- EUR/USD snaps four-day losing streak as Trump warns of “massive tariff increases” against China, triggering US Dollar selloff.
- Macron reappoints Lecornu as PM, pledging to end political chaos and deliver France’s 2026 budget.
- Euro gains are capped by weak Eurozone data and lingering investor caution amid the government shutdown in the US.
The EUR/USD pair recovers some ground on Friday, climbing above 1.1600 as the Greenback plunges, driven by an escalation of the trade war between the US and China. However, gains seem capped by the political turmoil and weaker-than-expected data in the Eurozone (EZ). The pair trades at 1.1606, up 0.37% at the time of writing.
Dollar slumps on renewed tariff threats; France’s leadership reset relieved Euro’s bulls
On Friday, the Euro (EUR) recovered after four days of consecutive losses, despite the ongoing political turmoil in France. Recently, the French President Emmanuel Macron reappointed Se´bastien Lecornu as Prime Minister, after he quit the job earlier this week.
Lecornu accepted Macron’s offer and posted on his X.com account that he will “do everything possible to provide France with a budget by the end of the year and to address the daily life issues of our fellow citizens.” He added that “We must put an end to this political crisis that exasperates the French people and to this instability that is harmful to France’s image and its interests.”
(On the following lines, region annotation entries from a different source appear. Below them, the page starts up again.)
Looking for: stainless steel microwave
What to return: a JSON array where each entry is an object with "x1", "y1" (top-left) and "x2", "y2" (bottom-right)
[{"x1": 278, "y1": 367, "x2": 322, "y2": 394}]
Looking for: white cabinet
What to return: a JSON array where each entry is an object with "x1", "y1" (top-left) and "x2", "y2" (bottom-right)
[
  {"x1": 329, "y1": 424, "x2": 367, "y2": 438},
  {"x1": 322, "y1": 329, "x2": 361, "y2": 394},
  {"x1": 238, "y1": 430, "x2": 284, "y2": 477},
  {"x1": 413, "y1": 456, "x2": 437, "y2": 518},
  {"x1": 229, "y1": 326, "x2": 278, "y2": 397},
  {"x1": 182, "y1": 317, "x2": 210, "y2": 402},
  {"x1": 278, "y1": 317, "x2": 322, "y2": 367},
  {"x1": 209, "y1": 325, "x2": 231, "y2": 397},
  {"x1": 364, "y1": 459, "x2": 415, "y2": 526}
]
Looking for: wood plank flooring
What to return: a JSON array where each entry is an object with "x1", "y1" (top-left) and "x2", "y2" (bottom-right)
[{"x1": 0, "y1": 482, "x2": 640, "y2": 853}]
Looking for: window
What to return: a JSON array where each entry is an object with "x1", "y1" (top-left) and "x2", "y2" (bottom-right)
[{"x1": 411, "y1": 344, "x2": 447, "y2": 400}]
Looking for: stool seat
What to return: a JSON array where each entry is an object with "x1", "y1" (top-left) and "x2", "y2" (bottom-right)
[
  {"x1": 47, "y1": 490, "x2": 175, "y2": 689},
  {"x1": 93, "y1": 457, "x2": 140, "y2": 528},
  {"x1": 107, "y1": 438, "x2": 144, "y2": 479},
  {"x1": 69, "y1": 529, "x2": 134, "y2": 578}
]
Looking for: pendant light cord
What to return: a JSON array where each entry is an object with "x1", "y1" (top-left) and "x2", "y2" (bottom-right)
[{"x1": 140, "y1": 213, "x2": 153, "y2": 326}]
The Euro advanced as a relief, underpinned by US Dollar weakness. The Greenback depreciated following Trump’s threats to impose “massive increase of tariffs” on China, pointing to the recent hostile export controls on rare-earth minerals.
Data-wise, the University of Michigan (UoM) revealed that Consumer Sentiment held steady in October, despite the US government shutdown and concerns about the labor market and inflation.
Daily market movers: EUR/USD advances, despite Fed’s hawkish comments
- The US Dollar Index (DXY), which tracks the performance of the buck’s value against a basket of six currencies, slides 0.52% down to 98.87.
- The UoM Consumer Sentiment eased slightly to 55 from 55.1, exceeding forecasts for a deeper deterioration. The poll showed that sentiment declined amongst Democrats. Overall, consumers were pessimistic about future personal finances, and conditions for buying durable goods were unfavorable. The same survey showed that inflation expectations for one year edged lower from 4.7% to 4.6%, and for a five-year period steadied at 3.7%.
- St. Louis Fed President Alberto Musalem said the central bank’s dual mandate is facing strain, with inflation still elevated while the labor market shows signs of softening. He noted that policy currently sits between “modestly restrictive and neutral,” but reiterated that overall financial conditions remain accommodative.
- Money markets are fully pricing in a 25-basis-point rate cut at the Fed’s October 29 meeting, with odds at 94%, according to the Prime Market Terminal probability tool.
Technical outlook: EUR/USD recovers 1.1600, poised to consolidate
EUR/USD slipped into a short-term bearish bias after breaking below the 100-day Simple Moving Average (SMA) at 1.1633 and the 1.1600 handle. The Relative Strength Index (RSI) is trending toward the neutral 50 line, signaling that selling momentum is fading.
Immediate support emerges at 1.1550, followed by 1.1500. A break below these levels would expose the August 1 cycle low near 1.1391. On the upside, resistance sits at 1.1650 and 1.1700. A sustained move above 1.1700 would open the door to 1.1800 and the July 1 high at 1.1830.